Inhibition of quantum transport due to “scars” of unstable periodic orbits

Summary

A new quantum mechanism for the suppression of chaotic ionization of highly excited hydrogen atoms explains the appearance of anomalously stable states in the microwave ionization experiments of Koch et al. A novel phase-space representation of the perturbed wave functions reveals that the inhibition of quantum transport is due to the selective excitation of wave functions that are highly localized near unstable periodic orbits in the chaotic classical phase space. These “scarred” wave functions provide a new basis for the quantum description of a variety of classically chaotic systems.

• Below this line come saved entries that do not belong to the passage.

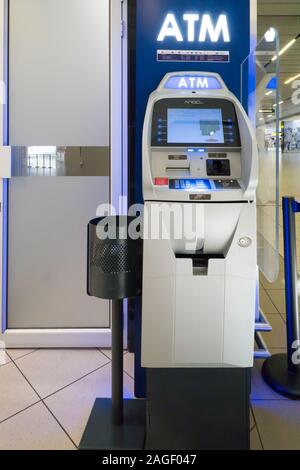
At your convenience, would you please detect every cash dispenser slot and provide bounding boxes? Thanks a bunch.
[176,253,224,276]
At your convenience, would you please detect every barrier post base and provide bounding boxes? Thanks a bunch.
[262,353,300,399]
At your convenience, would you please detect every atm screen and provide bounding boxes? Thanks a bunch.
[167,108,225,145]
[152,98,241,148]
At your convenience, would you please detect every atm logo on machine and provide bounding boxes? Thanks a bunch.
[180,78,208,89]
[164,75,222,90]
[157,13,230,43]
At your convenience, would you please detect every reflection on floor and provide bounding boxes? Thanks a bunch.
[0,271,298,450]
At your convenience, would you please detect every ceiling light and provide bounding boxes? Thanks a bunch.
[265,28,276,43]
[285,73,300,85]
[259,109,273,113]
[272,38,296,61]
[265,90,273,96]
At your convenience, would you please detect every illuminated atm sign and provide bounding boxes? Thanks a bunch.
[164,75,223,90]
[157,13,231,43]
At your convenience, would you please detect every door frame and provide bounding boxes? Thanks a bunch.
[0,0,128,348]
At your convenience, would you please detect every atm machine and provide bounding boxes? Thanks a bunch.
[141,72,258,450]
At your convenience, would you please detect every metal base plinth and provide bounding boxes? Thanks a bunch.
[262,354,300,399]
[79,399,146,450]
[146,368,250,450]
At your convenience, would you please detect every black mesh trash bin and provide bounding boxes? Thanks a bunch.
[87,216,143,300]
[80,216,145,450]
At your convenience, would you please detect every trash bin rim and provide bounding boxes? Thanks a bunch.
[89,216,138,227]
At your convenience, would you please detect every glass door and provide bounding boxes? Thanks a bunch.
[242,28,281,283]
[6,0,115,331]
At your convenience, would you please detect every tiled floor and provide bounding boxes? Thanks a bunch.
[0,349,134,450]
[0,266,297,450]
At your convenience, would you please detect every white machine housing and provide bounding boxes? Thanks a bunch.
[141,72,258,369]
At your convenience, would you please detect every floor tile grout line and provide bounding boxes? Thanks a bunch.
[8,356,43,400]
[98,349,113,360]
[9,351,112,400]
[41,400,78,449]
[95,348,113,360]
[98,349,129,360]
[6,349,40,362]
[280,313,287,324]
[0,350,36,368]
[0,359,11,368]
[41,360,112,401]
[124,370,134,381]
[96,349,134,379]
[0,399,42,426]
[263,290,281,315]
[250,404,264,450]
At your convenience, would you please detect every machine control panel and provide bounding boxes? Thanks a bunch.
[143,72,257,202]
[151,146,242,192]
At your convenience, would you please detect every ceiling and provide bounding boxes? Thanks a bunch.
[258,0,300,117]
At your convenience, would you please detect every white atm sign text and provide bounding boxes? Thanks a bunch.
[157,13,231,43]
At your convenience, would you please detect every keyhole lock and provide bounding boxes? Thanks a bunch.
[239,237,252,248]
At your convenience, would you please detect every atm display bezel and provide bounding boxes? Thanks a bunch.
[151,98,241,148]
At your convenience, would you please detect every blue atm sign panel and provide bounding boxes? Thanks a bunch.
[135,0,251,108]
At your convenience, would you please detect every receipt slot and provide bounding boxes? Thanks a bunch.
[141,72,258,449]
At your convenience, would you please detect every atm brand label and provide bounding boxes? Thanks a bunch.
[165,75,222,90]
[190,194,212,201]
[157,14,230,43]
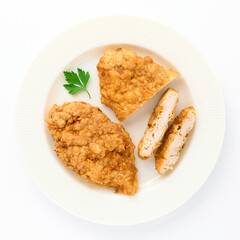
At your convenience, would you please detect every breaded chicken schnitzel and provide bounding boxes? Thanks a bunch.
[138,88,179,159]
[155,107,196,175]
[97,48,180,121]
[47,102,138,195]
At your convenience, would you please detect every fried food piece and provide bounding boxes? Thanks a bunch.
[155,107,196,175]
[47,102,138,195]
[97,48,180,121]
[138,88,179,159]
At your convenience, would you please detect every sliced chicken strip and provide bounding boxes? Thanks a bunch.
[155,107,196,175]
[138,88,179,159]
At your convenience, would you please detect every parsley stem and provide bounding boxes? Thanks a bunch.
[85,89,91,99]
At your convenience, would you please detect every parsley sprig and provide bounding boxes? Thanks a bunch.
[63,68,91,98]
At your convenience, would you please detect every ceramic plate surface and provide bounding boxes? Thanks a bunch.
[16,16,225,225]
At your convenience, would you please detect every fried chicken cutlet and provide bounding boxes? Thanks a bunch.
[47,102,138,195]
[138,88,179,159]
[155,107,196,175]
[97,48,180,121]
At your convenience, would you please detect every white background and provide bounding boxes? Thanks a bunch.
[1,0,239,239]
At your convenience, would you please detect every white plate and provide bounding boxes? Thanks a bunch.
[16,16,225,225]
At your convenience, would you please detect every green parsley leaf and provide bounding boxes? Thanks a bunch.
[63,68,91,98]
[63,71,81,85]
[78,68,90,86]
[63,84,85,95]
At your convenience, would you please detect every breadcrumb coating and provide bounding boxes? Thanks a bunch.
[97,48,180,121]
[155,107,196,175]
[138,88,179,159]
[47,102,138,195]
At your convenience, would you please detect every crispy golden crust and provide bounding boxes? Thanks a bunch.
[138,88,179,159]
[155,107,196,175]
[47,102,138,195]
[97,48,180,121]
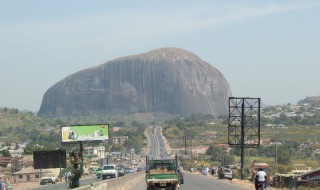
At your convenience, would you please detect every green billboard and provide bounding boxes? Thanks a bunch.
[61,124,109,142]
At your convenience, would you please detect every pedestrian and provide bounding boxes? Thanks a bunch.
[69,164,81,189]
[211,167,215,176]
[67,171,72,184]
[218,167,225,179]
[205,166,209,176]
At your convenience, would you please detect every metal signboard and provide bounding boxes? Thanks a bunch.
[61,124,109,143]
[33,149,66,169]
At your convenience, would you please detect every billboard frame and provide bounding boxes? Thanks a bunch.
[33,149,66,169]
[60,124,110,144]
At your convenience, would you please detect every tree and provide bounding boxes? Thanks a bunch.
[30,129,40,141]
[277,146,291,164]
[54,119,64,126]
[9,108,19,114]
[131,121,143,128]
[206,145,234,166]
[206,145,224,156]
[1,149,11,157]
[40,122,46,128]
[176,120,186,130]
[115,121,125,127]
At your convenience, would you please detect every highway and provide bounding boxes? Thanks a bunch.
[146,126,159,159]
[127,172,252,190]
[30,176,100,190]
[146,126,170,159]
[142,125,252,190]
[29,172,252,190]
[28,125,253,190]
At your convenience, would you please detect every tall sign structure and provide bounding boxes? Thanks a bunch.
[60,124,110,175]
[228,97,261,179]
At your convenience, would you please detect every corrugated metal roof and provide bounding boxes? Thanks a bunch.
[13,167,51,175]
[299,167,320,177]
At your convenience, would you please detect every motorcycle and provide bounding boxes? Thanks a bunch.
[256,180,266,190]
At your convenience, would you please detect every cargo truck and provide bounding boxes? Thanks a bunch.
[145,155,180,190]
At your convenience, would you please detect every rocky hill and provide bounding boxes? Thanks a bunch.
[38,47,232,117]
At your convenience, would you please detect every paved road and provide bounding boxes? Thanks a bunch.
[29,126,254,190]
[30,176,101,190]
[146,126,159,159]
[128,172,253,190]
[137,126,253,190]
[146,126,170,159]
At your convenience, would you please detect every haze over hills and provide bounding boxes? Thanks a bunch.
[38,48,232,118]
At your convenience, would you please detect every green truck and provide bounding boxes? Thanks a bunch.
[145,156,180,190]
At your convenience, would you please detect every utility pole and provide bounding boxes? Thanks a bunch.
[240,102,245,180]
[275,142,278,172]
[80,142,84,175]
[180,136,192,158]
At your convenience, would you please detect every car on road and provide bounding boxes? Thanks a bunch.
[117,165,126,177]
[224,168,233,180]
[125,167,134,174]
[102,164,118,179]
[137,166,145,172]
[40,177,56,185]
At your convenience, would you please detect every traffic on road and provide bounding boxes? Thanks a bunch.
[23,125,253,190]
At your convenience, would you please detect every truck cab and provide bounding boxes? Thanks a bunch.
[145,156,180,190]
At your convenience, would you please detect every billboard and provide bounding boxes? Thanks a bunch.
[33,149,66,169]
[61,124,109,143]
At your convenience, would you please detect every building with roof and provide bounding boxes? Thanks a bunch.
[297,167,320,188]
[12,167,59,183]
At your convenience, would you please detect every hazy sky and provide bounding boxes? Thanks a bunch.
[1,0,319,111]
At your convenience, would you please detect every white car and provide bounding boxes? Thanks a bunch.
[102,164,118,179]
[224,168,233,180]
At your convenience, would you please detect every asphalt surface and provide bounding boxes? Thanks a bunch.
[127,172,253,190]
[27,125,255,190]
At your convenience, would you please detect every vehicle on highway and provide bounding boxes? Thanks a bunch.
[224,168,233,180]
[125,167,134,174]
[102,164,118,179]
[145,155,180,190]
[95,168,102,179]
[137,166,145,172]
[40,177,56,185]
[117,165,126,177]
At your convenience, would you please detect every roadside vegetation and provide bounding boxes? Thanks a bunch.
[1,99,320,179]
[0,108,147,156]
[162,111,320,179]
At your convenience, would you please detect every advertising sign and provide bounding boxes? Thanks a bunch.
[33,149,66,169]
[61,124,109,142]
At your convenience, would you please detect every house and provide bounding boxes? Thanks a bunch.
[112,136,128,144]
[12,167,59,183]
[290,164,312,175]
[296,167,320,188]
[272,166,319,188]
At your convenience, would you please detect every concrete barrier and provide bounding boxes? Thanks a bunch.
[77,172,144,190]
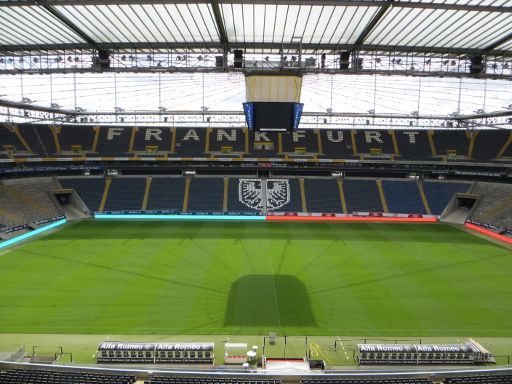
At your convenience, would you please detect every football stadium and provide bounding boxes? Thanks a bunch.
[1,1,512,383]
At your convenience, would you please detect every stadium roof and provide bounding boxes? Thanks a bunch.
[1,0,512,56]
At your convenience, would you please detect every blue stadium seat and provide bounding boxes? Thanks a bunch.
[104,178,146,211]
[187,177,224,213]
[59,177,105,211]
[58,125,95,153]
[382,180,426,214]
[432,130,469,159]
[304,178,343,213]
[471,130,510,161]
[269,178,302,213]
[423,181,471,215]
[343,179,383,213]
[228,178,262,213]
[146,177,185,212]
[95,126,132,156]
[395,130,431,160]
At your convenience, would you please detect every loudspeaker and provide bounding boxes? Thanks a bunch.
[234,49,243,68]
[98,49,110,61]
[95,49,111,70]
[215,55,224,68]
[339,51,350,70]
[470,55,484,74]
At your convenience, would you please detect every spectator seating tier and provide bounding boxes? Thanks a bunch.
[470,182,512,231]
[147,377,281,384]
[343,179,383,213]
[471,130,510,161]
[304,178,343,213]
[382,180,426,215]
[0,178,63,230]
[269,178,302,213]
[432,130,469,159]
[353,129,396,158]
[59,177,105,212]
[146,177,185,212]
[186,177,224,213]
[103,177,146,211]
[2,124,512,163]
[395,130,431,160]
[0,368,135,384]
[423,181,471,215]
[227,178,262,213]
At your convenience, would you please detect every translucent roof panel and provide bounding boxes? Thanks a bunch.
[220,4,380,45]
[365,6,512,49]
[54,3,220,44]
[0,1,511,54]
[497,40,512,50]
[0,6,85,46]
[402,0,512,5]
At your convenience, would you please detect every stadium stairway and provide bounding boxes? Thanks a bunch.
[470,182,512,231]
[0,178,63,227]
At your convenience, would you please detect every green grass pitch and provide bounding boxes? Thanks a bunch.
[0,220,511,338]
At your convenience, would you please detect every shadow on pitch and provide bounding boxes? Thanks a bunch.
[224,274,316,327]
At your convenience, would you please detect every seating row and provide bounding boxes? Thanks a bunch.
[1,124,511,162]
[0,368,135,384]
[56,177,470,218]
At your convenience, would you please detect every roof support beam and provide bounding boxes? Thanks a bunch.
[2,42,506,56]
[3,1,512,12]
[210,1,229,48]
[37,2,97,48]
[483,32,512,53]
[352,0,393,50]
[0,98,76,115]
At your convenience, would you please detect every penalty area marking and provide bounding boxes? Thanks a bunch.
[309,342,332,366]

Advances in the study of the chaotic behavior of strongly coupled and strongly perturbed nonlinear oscillators has lead many researchers to the question of how quantum mechanics modifies the chaotic classical dynamics in corresponding quantum systems like atoms or molecules in strong fields. Until Heller's detailed studies of the stadium billiard, highly excited states of chaotic systems were expected to resemble random functions in configuration space. However, Heller found that typical eigenfunctions were often strongly peaked along the paths of unstable classical periodic orbits (PO). In the past year these so-called “scars” of the PO have also been identified in several other systems that are classically chaotic, where the peaking of the quantum probability near PO was found to be even more pronounced in the phase-space (PS) representation of the wave functions. These quantum PS distributions also revealed that the stable and unstable manifolds associated with the PO also play an important role in determining the regular structure of the eigenfunctions.